Stage 4/Rectal Surgery now with colostomy

Ckat
Ckat Member Posts: 17
edited February 2013 in Colorectal Cancer #1

Wondering if some of you can give some good thoughts and their experience on this - my dad was diagnosed Nov 2012 with stage 4 rectal cancer with mets to his liver.  at the time they said only chemo would be his defense.  he had 5 rounds of forflori/avastin and mid feb had a scan that showed the livers shrinking quite a lot.  they now said he could go ahead with removing the rectal tumor and thereafter do liver surgery.  that was great news to hear.  he had his rectal surger yesterday where they removed just over a foot of his colon, resulting in a permanent colostomy.  this will be an adjustment ofcourse but better than the orignial alternative and happy to have further treatment for him.  wondering from your experiences how is it adjusting to the colostomy? and do any of you have similar stories of being stage 4 and after surgeries being a long time survivors/NED? any uplifiting info would be appreciated as i am going to visit him in the hopsital soon and would love to share the stories with him to give him a lift.  thanks.

Comments

  • danker
    danker Member Posts: 1,276 Member
    Ckat

    A member of our cancer group had a permanent colostomy 7 years ago.  Said it is easy to live with. I believe there is a colostomy group you can look into on the web. Good Luck

  • tachilders
    tachilders Member Posts: 313
    I'm stage 4 (mets to liver,

    I'm stage 4 (mets to liver, LN, lung and peritoneal cavity) and have been told that I am not a candidate for surgery, even after pretty good shrinkage on FOLFOX + avastin.  I also have a colostomy, but it a transverse loop and not a permanent colsotomy.  Where did they put the colostomy (right side or left side)?  That will affect how firm the output will be, which can affect how easy it is to take care of.  Have had mine for 9 months, and its just my new normal now.  Best of luck.

    Tedd

  • John23
    John23 Member Posts: 2,122 Member
    Ckat –

     

    There’s a website/forum dedicated to all ostomates here:

    https://www.ostomy.org/forum/viewforum.php?f=2&sid=b602ca9c47c08d25cc7d90c61b4f9776

     

    You’ll be able to get a lot of answers there. Keep in mind that it is a forum just like this, and suggestions, advice, and opinions will be coming from “people”……. You’ll have to sort out what sounds right, and what doesn’t.

     

    For info regarding Ostomy care, etc, you can click on my name, go to my “profile page” and click on the “blog” link.

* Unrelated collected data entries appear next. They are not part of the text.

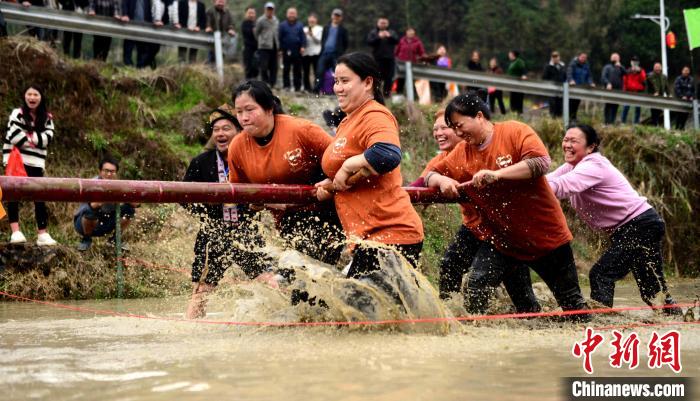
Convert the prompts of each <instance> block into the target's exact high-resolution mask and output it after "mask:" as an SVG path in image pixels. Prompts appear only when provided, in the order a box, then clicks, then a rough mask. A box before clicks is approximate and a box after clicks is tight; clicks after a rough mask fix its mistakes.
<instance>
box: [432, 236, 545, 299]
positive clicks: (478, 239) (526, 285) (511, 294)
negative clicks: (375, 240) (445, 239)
mask: <svg viewBox="0 0 700 401" xmlns="http://www.w3.org/2000/svg"><path fill="white" fill-rule="evenodd" d="M483 246H486V247H488V246H489V245H488V244H486V243H484V242H483V241H480V240H479V239H478V238H476V237H475V236H474V235H473V234H472V233H471V231H469V229H468V228H467V227H465V226H461V227H460V228H459V231H457V234H456V235H455V240H454V241H453V242H452V243H451V244H450V246H448V247H447V251H445V254H444V255H443V257H442V260H441V261H440V298H442V299H446V298H449V296H450V293H451V292H460V291H462V277H463V276H464V275H465V274H467V273H468V272H469V270H470V267H471V265H472V263H473V262H474V258H475V256H476V255H477V253H479V250H480V249H481V247H483ZM482 254H483V253H482ZM499 284H500V283H499ZM503 284H504V285H505V287H506V291H507V292H508V295H509V296H510V299H511V300H512V301H513V305H515V309H516V310H517V311H518V312H519V313H524V312H539V311H540V310H541V308H540V304H539V302H538V301H537V297H535V293H534V292H533V291H532V282H531V280H530V270H529V269H528V268H527V266H524V265H519V266H515V267H514V268H513V269H511V270H510V271H507V272H506V273H505V274H504V275H503ZM496 286H498V284H496ZM489 297H490V295H489ZM475 306H476V305H475ZM484 311H485V309H484ZM476 313H483V312H481V311H477V312H476Z"/></svg>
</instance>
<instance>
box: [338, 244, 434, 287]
mask: <svg viewBox="0 0 700 401" xmlns="http://www.w3.org/2000/svg"><path fill="white" fill-rule="evenodd" d="M389 246H391V247H393V248H394V249H396V251H397V252H398V253H400V254H401V255H402V256H403V257H405V258H406V260H407V261H408V263H410V264H411V266H413V267H414V268H415V267H417V266H418V261H419V260H420V252H421V250H423V242H419V243H417V244H398V245H389ZM386 251H387V250H386V249H385V248H376V247H372V246H368V245H365V244H360V245H358V246H357V248H356V249H355V251H354V253H353V255H352V263H351V264H350V270H348V277H350V278H360V277H365V276H368V275H370V274H371V273H372V272H375V271H377V270H380V269H381V266H380V264H379V263H380V262H379V253H380V252H386ZM389 252H390V251H389Z"/></svg>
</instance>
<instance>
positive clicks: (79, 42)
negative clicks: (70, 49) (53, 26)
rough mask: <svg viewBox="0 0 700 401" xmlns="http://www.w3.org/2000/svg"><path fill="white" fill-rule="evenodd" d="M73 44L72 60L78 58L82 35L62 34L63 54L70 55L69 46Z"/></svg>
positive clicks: (75, 34) (70, 52)
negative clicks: (72, 59)
mask: <svg viewBox="0 0 700 401" xmlns="http://www.w3.org/2000/svg"><path fill="white" fill-rule="evenodd" d="M71 42H73V54H72V56H73V58H80V51H81V50H82V46H83V34H82V33H80V32H68V31H64V32H63V54H66V55H71V52H70V45H71Z"/></svg>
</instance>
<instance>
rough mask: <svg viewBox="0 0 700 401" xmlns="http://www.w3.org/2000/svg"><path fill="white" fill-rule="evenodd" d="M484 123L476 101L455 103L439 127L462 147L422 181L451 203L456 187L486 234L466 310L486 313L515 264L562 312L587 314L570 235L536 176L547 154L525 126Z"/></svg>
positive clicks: (471, 312) (505, 123)
mask: <svg viewBox="0 0 700 401" xmlns="http://www.w3.org/2000/svg"><path fill="white" fill-rule="evenodd" d="M490 117H491V115H490V112H489V110H488V107H487V106H486V104H485V103H484V102H483V100H481V98H479V96H478V95H476V94H474V93H469V94H466V95H460V96H457V97H455V98H454V99H453V100H452V101H451V102H450V104H449V105H448V106H447V110H446V112H445V120H446V122H447V123H448V124H449V125H450V126H452V127H454V129H455V132H456V133H457V134H458V135H459V136H460V137H462V138H463V139H464V142H462V143H460V144H459V145H457V147H456V148H455V149H454V150H453V151H452V152H451V153H450V154H449V156H448V157H447V158H445V160H443V161H442V162H440V163H438V164H437V165H436V166H435V171H434V172H431V173H430V174H428V176H426V183H427V185H428V186H430V187H433V188H440V190H441V192H442V193H443V194H445V195H447V196H457V195H458V190H459V189H460V188H463V189H464V190H465V192H466V193H467V195H468V196H469V198H470V200H471V203H472V204H473V205H474V206H475V207H476V210H477V211H478V213H479V215H478V217H479V218H480V219H481V220H483V221H482V223H483V225H484V226H485V227H487V228H488V229H490V230H491V231H492V232H491V233H490V235H489V237H490V238H488V241H484V240H482V242H481V243H480V245H479V247H478V250H477V251H476V256H475V257H474V261H473V263H472V266H471V272H470V276H469V284H468V288H467V291H466V294H465V303H467V308H468V310H469V311H470V312H471V313H484V312H486V310H487V308H488V301H489V297H490V296H491V294H493V292H494V290H495V288H496V286H498V284H499V283H500V282H501V281H502V280H503V278H504V277H505V275H507V274H508V273H509V272H512V271H513V269H516V268H518V266H521V265H527V266H529V267H531V268H532V269H533V270H535V271H536V272H537V273H538V274H539V275H540V277H542V279H543V280H544V281H545V283H546V284H547V285H548V286H549V288H550V290H552V293H553V294H554V297H555V298H556V300H557V302H558V303H559V306H561V307H562V309H564V310H573V309H587V308H588V306H587V305H586V302H585V300H584V298H583V295H582V293H581V288H580V286H579V283H578V276H577V273H576V266H575V264H574V257H573V253H572V251H571V246H570V241H571V239H572V236H571V233H570V232H569V229H568V227H567V225H566V220H565V218H564V213H563V212H562V210H561V207H560V205H559V202H558V201H557V200H556V198H555V197H554V194H553V193H552V191H551V190H550V189H549V187H548V184H547V180H546V179H545V177H544V173H545V172H546V171H547V169H548V168H549V163H550V159H549V155H548V153H547V149H546V148H545V146H544V144H543V143H542V141H541V140H540V138H539V137H538V136H537V133H535V131H534V130H533V129H532V128H530V127H529V126H528V125H526V124H523V123H521V122H517V121H506V122H502V123H492V122H491V121H490ZM460 183H462V184H460ZM465 217H466V216H465ZM491 244H493V245H491ZM581 318H584V319H585V318H587V317H583V316H582V317H581Z"/></svg>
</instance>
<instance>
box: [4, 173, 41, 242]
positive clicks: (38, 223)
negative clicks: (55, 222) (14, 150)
mask: <svg viewBox="0 0 700 401" xmlns="http://www.w3.org/2000/svg"><path fill="white" fill-rule="evenodd" d="M24 169H25V170H27V176H29V177H43V176H44V169H42V168H39V167H32V166H27V165H26V164H25V165H24ZM34 217H35V218H36V227H37V228H38V229H39V230H44V229H46V227H47V226H48V225H49V211H48V209H47V208H46V203H44V202H34ZM7 218H8V220H9V221H10V223H19V202H7Z"/></svg>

The info there will cover an Ileostomy specifically, but much of it will apply to all types of ostomies.

     

    I’ve had an Ileostomy since 2006, and there are some “tricks” that nurses and physicians do not tell you about.

     

    I’m surprised that they gave him a permanent colostomy if only a foot of colon was taken out, unless they plan on removing the rectum, etc. later on? But having an Ostomy isn’t really any big deal, unless he was planning on joining up with the Chippendales… But he’s probably a bit too old for naked pole dancing anyway!

     

    He’ll do fine, it just takes time to re-coup!

     

    Good luck; good health,

     

    John

     

  • steved
    steved Member Posts: 834 Member
    Colostomy

    Have had a stoma twice in my life- initially temporary and revered and now a planet onefollowing recurrence of the cancer. It really issomething one can adapt to well and lead a full life with as long as you are accepting of what it is and means ie not too hung up about poo issues! Onyou are used tochanging the bags it becomes routine and needn't stop your dad doing anything. There are a lot supportegourd ups for stoma users.

    Never had liver mets so will allow others to answer thatbuilt though know several here for long periods including ned despite a history of liver mets. 

    Hope all goes well,

    Steve

  • karguy
    karguy Member Posts: 1,020 Member
    I've had a colonostomy since

    I've had a colonostomy since 2008,and it just becomes part of your routine after awhile.In 2010 it came back,and spread to my liver,and I had a liver resection july 2012,after doing chemo,and now I'm ok agian.The ostomy site will have a lot of information.One thing he can do is put a little mint mouth wash in the bag to help with the smell,only about a teaspoon full.WHEN HE PUTS THE BAG ON HE NEEDS to make sure it is on securely.Good luck.

  • karguy
    karguy Member Posts: 1,020 Member
    I've had a colonostomy since

    I've had a colonostomy since 2008,and it just becomes part of your routine after awhile.In 2010 it came back,and spread to my liver,and I had a liver resection july 2012,after doing chemo,and now I'm ok agian.The ostomy site will have a lot of information.One thing he can do is put a little mint mouth wash in the bag to help with the smell,only about a teaspoon full.WHEN HE PUTS THE BAG ON HE NEEDS to make sure it is on securely.Good luck.